Lagi, Yogyakarta

31 1 0
                                    

Sangat berat untuk Sukir berada di kereta malam ini, yang mengantarkannya, dan juga karyawan bank Sarap lainnya, ke Yogyakarta. Dari awal pengumuman gathering ke Yogyakarta, Sukir sudah tidak tertarik. Bukan karena acaranya, tetapi kota tujuannya. Sering kali Sukir mengutarakan niatnya yang tak ingin ikut, namun selalu ditentang oleh Riri dan Wida. Riri dan Wida berusaha meyakinkan pada Sukir bahwa Yogyakarta tak seharusnya menjadi kota yang menakutkan bagi Sukir. Di kota itu, tak selamanya mengenai luka, ada kenangan manis juga. Bulan madu, liburan, atau agenda rutin setiap enam bulan sekali yang dikunjungi, saat Sukir dan Namira masih pacaran.
Madam dan Pak Burhan juga sudah mewanti-wanti kalau timnya harus ikut semua. Tidak ada alasan apapun kecuali hal urgent yang dapat membatalkan keberangkatan mereka. Semesta tak mendukung niat Sukir. Dengan perasaan tak enak pada yang lainnya, Sukir akhirnya menyiapkan dengan serius mentalnya menginjakkan kaki di Yogyakarta lagi.

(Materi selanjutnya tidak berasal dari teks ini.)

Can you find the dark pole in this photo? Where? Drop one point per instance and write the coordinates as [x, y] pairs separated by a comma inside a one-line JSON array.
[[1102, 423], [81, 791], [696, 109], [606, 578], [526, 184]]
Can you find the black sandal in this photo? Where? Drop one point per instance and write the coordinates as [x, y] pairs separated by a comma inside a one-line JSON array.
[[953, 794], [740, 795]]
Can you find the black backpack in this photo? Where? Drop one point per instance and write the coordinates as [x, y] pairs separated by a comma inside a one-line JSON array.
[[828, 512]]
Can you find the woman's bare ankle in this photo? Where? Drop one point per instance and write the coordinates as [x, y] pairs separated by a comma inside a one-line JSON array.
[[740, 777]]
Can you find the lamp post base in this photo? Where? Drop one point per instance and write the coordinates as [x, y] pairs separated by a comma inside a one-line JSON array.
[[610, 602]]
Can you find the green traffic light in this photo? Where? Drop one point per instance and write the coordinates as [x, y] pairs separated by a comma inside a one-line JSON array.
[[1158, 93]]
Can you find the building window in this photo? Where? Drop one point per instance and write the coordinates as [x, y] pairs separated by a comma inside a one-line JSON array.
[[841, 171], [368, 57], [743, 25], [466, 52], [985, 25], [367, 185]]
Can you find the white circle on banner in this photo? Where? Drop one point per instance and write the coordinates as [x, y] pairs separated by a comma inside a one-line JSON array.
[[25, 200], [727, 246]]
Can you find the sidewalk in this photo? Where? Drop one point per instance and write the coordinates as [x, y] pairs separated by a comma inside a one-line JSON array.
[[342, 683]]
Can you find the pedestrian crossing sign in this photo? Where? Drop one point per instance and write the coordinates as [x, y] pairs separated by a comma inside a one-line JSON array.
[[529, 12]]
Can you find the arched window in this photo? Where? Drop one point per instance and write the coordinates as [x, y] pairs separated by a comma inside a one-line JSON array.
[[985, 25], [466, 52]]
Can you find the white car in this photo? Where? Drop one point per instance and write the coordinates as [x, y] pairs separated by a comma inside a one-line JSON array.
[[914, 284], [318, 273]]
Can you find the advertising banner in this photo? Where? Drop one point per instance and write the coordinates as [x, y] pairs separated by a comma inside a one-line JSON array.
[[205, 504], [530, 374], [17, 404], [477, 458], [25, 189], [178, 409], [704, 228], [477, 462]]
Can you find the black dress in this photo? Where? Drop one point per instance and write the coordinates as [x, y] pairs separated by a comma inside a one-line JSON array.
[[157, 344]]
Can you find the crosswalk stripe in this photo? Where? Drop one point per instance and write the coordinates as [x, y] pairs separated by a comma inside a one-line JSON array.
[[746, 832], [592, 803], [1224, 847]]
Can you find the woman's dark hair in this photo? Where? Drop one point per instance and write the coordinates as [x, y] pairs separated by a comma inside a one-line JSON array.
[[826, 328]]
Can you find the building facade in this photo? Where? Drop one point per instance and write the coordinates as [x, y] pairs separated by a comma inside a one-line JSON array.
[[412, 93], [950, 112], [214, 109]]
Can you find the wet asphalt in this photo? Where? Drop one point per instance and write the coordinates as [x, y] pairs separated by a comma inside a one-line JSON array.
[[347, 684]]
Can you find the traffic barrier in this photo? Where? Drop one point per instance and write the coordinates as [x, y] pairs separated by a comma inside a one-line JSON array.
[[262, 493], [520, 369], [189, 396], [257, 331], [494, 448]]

Gathering yang diadakan bank Sarap kali ini bertujuan untuk memberikan penyegaran bagi karyawan yang disibukkan dengan pekerjaan dimulai dari pukul delapan hingga pukul lima sore, atau bahkan lebih, di hari senin hingga jumat, atau bahkan sabtu dan minggu ada yang tetap berangkat ke kantor untuk menyelesaikan pekerjaannya.

Sukir menikmati kopi hitamnya di kereta restorasi. Beberapa teman kantor juga sedang menyantap makanan atau sekadar menikmati teh hangat serta kopi.

"Kir, sendirian aja?" tanya Rando, dari departemen analis kredit.

"Iya nih. Gabung? Sini." Sukir menggeser duduknya.

"Boleh." sebelum duduk, Rando memesan pop mie, menu andalan perjalanan jauh, baik di kereta api maupun bis malam.

"Gimana rasanya proposal semakin banyak dan syarat komite jadi fleksibel untuk beberapa hal?" tanya Sukir saat Rando duduk di sebelahnya.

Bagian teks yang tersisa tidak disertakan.